A terapeuta da Rede PerifAnálise valoriza o legado do Sistema Único de Saúde – SUS, pelo fato de ser a principal serviço de acesso a saúde pública no país.
Thainá pontua que os coletivos e movimentos sociais periféricos foram os mais interessados em pensar ações de suporte e assistência para a quebrada nesse momento de crise. “Só demonstra o abismo de que os interesses do Estado não só não contemplam as realidades periféricas, assim como as negligência, sendo que é papel do Estado a garantia de acesso a direitos básicos à população de modo geral”.
“Minhas crises de ansiedade aumentaram, eu tive um momento de quarentena que faltou muito pouco para ter um surto. Fiquei o máximo que pude em casa, mas em algum momento temos que sair”, relata jovem de 21 anos, moradora da zona sul de São Paulo, que respondeu ao nosso levantamento de dados sobre saúde mental.

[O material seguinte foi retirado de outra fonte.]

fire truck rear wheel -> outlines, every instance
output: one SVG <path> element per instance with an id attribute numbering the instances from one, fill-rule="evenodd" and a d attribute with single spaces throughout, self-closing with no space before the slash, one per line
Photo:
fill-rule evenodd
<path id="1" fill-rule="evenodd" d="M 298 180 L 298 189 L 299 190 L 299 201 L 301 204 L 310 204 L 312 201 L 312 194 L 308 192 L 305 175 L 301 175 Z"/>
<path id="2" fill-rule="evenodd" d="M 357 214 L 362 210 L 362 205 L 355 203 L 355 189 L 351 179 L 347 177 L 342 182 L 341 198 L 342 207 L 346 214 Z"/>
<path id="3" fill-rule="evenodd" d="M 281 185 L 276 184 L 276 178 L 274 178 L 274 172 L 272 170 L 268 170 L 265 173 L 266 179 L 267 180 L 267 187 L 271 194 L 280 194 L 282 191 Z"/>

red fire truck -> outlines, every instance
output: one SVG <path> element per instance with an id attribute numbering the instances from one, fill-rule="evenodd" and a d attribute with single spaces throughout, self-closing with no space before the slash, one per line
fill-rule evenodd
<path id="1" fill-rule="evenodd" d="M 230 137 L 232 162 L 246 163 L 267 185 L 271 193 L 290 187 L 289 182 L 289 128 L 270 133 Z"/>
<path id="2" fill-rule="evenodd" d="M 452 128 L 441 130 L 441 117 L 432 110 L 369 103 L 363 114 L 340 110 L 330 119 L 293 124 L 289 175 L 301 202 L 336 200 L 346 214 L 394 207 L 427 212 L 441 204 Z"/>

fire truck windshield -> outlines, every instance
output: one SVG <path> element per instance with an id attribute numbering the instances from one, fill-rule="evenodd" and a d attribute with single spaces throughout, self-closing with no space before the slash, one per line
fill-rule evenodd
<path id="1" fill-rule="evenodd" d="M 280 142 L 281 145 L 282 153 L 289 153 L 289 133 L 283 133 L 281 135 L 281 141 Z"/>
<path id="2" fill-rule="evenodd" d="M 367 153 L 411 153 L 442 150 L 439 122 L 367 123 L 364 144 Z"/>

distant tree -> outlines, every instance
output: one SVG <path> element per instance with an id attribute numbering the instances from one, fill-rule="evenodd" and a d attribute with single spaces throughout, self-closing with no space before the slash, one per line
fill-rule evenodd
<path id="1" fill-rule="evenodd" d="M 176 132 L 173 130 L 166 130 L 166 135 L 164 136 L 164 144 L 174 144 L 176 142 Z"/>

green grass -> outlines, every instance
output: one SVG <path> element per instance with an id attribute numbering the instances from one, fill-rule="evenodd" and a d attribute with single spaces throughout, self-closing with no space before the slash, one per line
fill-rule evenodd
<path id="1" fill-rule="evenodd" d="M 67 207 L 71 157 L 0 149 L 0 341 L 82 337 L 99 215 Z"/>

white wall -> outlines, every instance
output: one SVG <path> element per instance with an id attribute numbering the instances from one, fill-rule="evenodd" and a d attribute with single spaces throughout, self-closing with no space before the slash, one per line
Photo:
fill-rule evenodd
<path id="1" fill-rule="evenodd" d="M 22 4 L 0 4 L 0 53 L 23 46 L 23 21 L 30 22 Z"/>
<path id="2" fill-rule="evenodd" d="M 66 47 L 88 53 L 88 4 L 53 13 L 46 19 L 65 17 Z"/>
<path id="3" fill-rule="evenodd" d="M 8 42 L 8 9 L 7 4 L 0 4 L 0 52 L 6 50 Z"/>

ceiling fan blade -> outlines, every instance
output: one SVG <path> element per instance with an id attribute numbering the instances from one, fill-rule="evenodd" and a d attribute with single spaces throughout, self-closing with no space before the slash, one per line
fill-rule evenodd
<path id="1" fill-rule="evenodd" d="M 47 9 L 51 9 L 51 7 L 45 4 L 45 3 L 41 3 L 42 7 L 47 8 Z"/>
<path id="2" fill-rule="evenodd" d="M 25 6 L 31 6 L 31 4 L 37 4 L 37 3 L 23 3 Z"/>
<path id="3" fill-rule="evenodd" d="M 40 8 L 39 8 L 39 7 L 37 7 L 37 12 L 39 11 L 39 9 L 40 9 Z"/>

As psicólogas analisam que o atual cenário é preocupante e o futuro é duvidoso, por estarmos vivendo num contexto de retrocesso e desinvestimento nas políticas públicas de saúde, especialmente na saúde mental, além do desmonte das políticas já existentes.
“Alertamos que para que a saúde mental dos jovens periféricos possa ser cuidada, é importante que haja acesso aos serviços públicos que garantam atendimento à saúde mental”, reforçam as profissionais da saúde mental.